I just got done reading a long post on a personal site called "mercury Life". The person who wrote this is doing quite well after years of suffering. He didn't do well on DMSA, so took DMPS and recovered. Has anyone here tried DMPS? I know that it's not FDA approved, but my doctor does use it. I tried ALA for the first time(only 6.5mg) with DMSA at 18mg. I had a strong reaction to the ALA - lots of burning - increased hair loss and mental confusion. It also made me feel wired and I couldn't sleep. Now I'm wondering what to do next; wait until I'm on 25mg. DMSA for a while and then try the ALA again? or try to split the 6.5 mg. dose in half and take that? Has anyone else had a reaction to low doses of ALA? I find it strange that I can handle DMSA, but not ALA.
Hello Kat!
I've been wondering how you are feeling. Thanks for checking in. I can tell you that I tried the ALA, and was so dizzy, confused, and yes! hair loss. The ALA is to be taken only by those who have NO AMALGAM Mercury/silver in their mouths at all. I didn't know this until after taking almost 2 bottles of 500mg= 120/capsules. One of our frequent visitors said,
"If you have any amalgams DO NOT take ALA, it will cause it to 'stay in your body.'" YIPES!

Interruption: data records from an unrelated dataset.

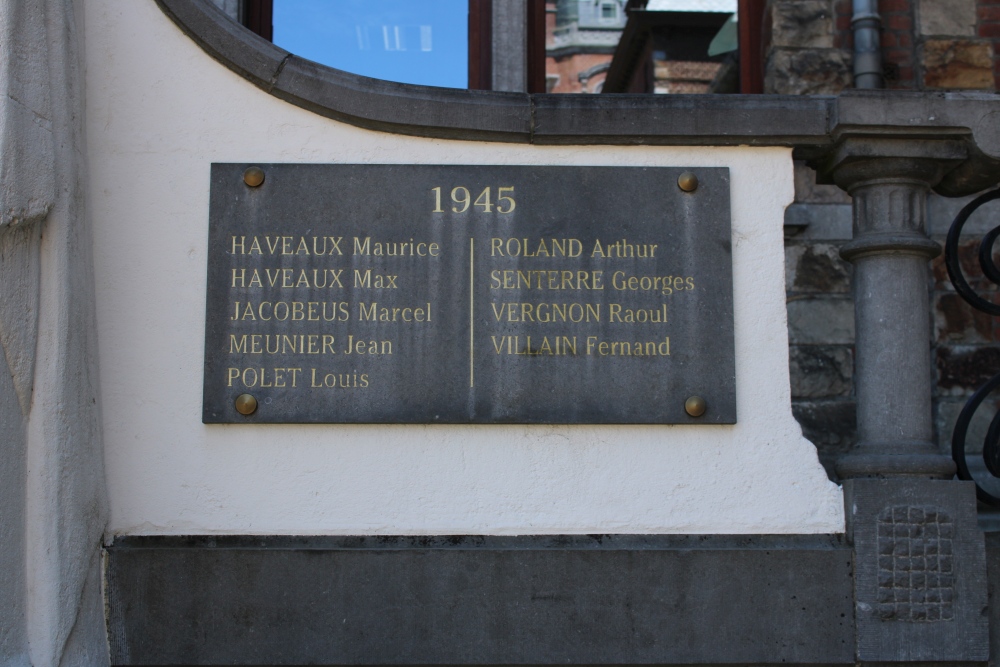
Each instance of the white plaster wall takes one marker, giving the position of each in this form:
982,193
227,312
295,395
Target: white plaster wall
159,112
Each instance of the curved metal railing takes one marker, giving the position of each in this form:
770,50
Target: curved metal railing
991,443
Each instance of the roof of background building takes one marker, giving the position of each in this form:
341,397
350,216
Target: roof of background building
727,6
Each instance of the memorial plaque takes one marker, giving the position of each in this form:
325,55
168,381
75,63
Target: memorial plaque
468,294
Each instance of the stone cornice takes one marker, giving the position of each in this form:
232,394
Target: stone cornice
810,124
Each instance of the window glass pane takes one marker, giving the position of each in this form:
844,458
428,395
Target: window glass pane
411,41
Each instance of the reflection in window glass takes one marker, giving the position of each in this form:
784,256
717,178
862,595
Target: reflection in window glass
410,41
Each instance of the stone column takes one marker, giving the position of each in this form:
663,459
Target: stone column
52,497
919,557
889,181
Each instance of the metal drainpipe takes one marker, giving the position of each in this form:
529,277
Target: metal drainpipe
866,24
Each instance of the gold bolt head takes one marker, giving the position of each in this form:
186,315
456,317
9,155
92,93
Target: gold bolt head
695,406
687,182
246,404
253,176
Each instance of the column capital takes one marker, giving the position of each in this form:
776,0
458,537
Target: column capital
858,159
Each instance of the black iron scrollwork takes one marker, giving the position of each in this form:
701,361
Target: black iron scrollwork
991,444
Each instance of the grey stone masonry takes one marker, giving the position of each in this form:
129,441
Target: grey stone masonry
889,181
920,572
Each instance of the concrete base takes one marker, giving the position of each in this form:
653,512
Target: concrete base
481,600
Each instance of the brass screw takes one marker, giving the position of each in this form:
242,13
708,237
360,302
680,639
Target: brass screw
246,404
695,406
253,176
687,182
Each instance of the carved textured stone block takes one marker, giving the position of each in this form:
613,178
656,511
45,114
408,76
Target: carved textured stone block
920,578
916,579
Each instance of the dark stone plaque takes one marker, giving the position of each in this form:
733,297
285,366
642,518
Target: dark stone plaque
469,294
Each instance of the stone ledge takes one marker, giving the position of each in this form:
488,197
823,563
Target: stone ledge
613,599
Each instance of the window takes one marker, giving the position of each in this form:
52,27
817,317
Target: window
398,40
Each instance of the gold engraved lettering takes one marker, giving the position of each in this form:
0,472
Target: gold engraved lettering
616,313
551,279
624,250
666,285
367,346
320,380
409,248
374,280
273,344
312,311
524,247
526,346
652,348
546,312
374,313
261,377
288,245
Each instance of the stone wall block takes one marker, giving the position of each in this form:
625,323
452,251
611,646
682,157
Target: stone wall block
807,191
807,72
962,369
27,182
968,259
804,24
964,64
957,322
820,321
830,425
954,17
920,572
816,268
821,371
947,414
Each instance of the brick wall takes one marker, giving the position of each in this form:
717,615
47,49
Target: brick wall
988,27
898,44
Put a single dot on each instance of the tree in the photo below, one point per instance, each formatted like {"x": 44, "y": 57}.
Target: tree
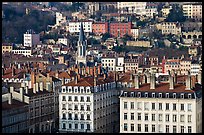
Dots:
{"x": 176, "y": 14}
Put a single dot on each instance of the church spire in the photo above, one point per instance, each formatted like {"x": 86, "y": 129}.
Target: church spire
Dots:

I also tried the EDTA, (Heavy Metal Detoxification), and it didn't help me feel better, but very sluggish. It does not specify whether you must or not necessary with the amalgams still intact.
Now, I'm going to try and C&P an article regarding the DMPS. I've read several on the internet, and none sounded advantageous, in fact, it stated 'DMPS= orally or intravenously, it has not been approved by the FDA (as you noted). And in some cases there were severe side effects.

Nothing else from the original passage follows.